Ibnu Abbas, seorang sahabat Nabi, mengatakan : “Aku, sungguh, ingin tampil menarik di hadapan isteriku, sebagaimana aku ingin isteriku tampil menarik di hadapanku”.[8]
Saya kira kata paling genuine untuk mewadahi seluruh nilai kebaikan adalah kata “Taqwa” yang berulangkali disebut dalam teks-teks suci al-Qur’an dan hadits Nabi. Ia tidak sekedar ditunjukkan oleh ketekunan seseorang dalam ritual-ritual personal-individual, sebagaimana sering dipersepsikan banyak orang. Ia adalah puncak dari seluruh bangunan kehidupan manusia dalam Islam baik dalam relasi personal maupun antar personal. Dan kata Nabi: “Al-Taqwa Ha Huna, al-Taqwa Ha Huna al-Taqwa Ha Huna” (Taqwa itu di sini, Taqwa itu di sini, Taqwa itu di sini), sambil menekankan tangan ke dada tempat jantung berada.
Makna lain dari kata Taqwa adalah “Ihsan” (membagi Kebaikan). Sayyed Hossein Nasr, menyebutnya sebagai “Keindahan”. Katanya : “Ia adalah mencintai Tuhan dan mencintai makhluk-Nya karena Tuhan. Ihsan adalah kedamaian dalam jiwa seseorang, yaitu dalam kondisi keseimbangan dan harmonis dengan dunia, di dalam dan di luar”. Ia adalah visi kehidupan manusia dalam skala universal.
Cirebon, 30-03-13
Husein Muhammad
Pengasuh Pesantren dan Komisioner Komnas Perempuan
Dimuat dalam Jurnal Perempuan, edisi 77 : “Agama dan Seksualitas”, Vol.18 No. 2, Mei 2013
[1] Haideh Moghissi, Feminisme dan Fundamentalisme Islam, LKiS, Yogyakarta-ICIP, Jakarta, Cet.I, 2005, hlm. 29).

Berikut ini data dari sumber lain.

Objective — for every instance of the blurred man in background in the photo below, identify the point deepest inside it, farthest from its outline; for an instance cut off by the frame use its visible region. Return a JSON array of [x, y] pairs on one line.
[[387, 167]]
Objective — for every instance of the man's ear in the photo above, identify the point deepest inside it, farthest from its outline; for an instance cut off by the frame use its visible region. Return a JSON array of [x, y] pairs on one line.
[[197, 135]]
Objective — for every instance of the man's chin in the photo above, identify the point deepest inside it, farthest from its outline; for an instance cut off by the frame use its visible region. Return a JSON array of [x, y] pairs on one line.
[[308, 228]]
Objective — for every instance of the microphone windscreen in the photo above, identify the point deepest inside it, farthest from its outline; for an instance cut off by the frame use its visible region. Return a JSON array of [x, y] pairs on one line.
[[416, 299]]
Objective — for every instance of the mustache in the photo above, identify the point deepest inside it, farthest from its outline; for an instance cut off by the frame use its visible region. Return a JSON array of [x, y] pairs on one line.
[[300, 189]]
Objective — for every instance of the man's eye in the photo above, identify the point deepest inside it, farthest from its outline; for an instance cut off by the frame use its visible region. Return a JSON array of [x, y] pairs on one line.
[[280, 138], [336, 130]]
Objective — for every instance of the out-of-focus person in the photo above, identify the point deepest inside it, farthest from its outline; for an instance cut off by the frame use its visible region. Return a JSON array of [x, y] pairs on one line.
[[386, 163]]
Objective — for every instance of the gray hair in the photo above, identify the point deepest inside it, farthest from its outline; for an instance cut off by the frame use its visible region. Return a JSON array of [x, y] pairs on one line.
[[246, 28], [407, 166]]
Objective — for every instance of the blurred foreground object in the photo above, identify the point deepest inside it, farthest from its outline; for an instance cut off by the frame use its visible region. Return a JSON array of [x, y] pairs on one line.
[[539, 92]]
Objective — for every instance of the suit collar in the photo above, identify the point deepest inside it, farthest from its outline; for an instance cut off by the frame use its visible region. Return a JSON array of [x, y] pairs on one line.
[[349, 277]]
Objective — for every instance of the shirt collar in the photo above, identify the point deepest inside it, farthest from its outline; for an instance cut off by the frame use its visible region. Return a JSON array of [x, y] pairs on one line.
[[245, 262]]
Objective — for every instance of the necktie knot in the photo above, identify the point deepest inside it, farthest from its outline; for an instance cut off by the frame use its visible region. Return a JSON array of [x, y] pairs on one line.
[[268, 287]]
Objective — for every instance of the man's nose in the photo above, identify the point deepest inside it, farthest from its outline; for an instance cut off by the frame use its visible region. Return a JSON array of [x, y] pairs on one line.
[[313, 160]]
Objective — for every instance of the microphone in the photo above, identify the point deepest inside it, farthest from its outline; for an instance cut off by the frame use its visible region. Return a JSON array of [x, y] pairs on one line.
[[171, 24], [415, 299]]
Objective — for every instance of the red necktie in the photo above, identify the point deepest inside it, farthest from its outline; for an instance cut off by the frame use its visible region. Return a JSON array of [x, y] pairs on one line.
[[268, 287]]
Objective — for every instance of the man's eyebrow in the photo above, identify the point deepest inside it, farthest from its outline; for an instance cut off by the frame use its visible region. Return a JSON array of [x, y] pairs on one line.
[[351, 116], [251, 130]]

[2] Anthony Synnott, Tubuh Sosial, Simbolisme, Diri dan Masyarakat, Jalasutra, Yogyakarta, cet.II,2007,hlm. 72).
[3] Al-Jahizh, Rasail al-Jahizh, Dar al-Kutub al-‘Ilmiyyah, Beirut, Lebanon, Vol. 3, Cet.I, 2000, hlm. 115.
[4] Farah Anthon, Ibnu Rusyd wa Falsafatuhu, Dar al-Farabi, Beirut, Lebanon, Cet. I, 1988, hlm. 124.
[5] Ibnu Rusyd, Talkhish al-Siyasah li Aflathon, Terjemahan Hasan Majid al-Ubaidi dan Fathimah Kazhim al-Dzahabi, Dar al-Thali’ah, Beirut, Cet. I, 1998, hlm. 125).
[6] Ibnu Arabi, Dzkhair al-A’laq Syarh Tarjuman al-Asywaq, Dar al-Kutub al-Ilmiyyah, Beirut, Lebanon, Cet. II, 2006, hlm. 7-8.
[7] Sayyed Hossein Nasr, The Heart of Islam, Pesan-pesan Kemanusiaan Islam, Mizan, Bandung, Cet. I, 2003, hlm. 384.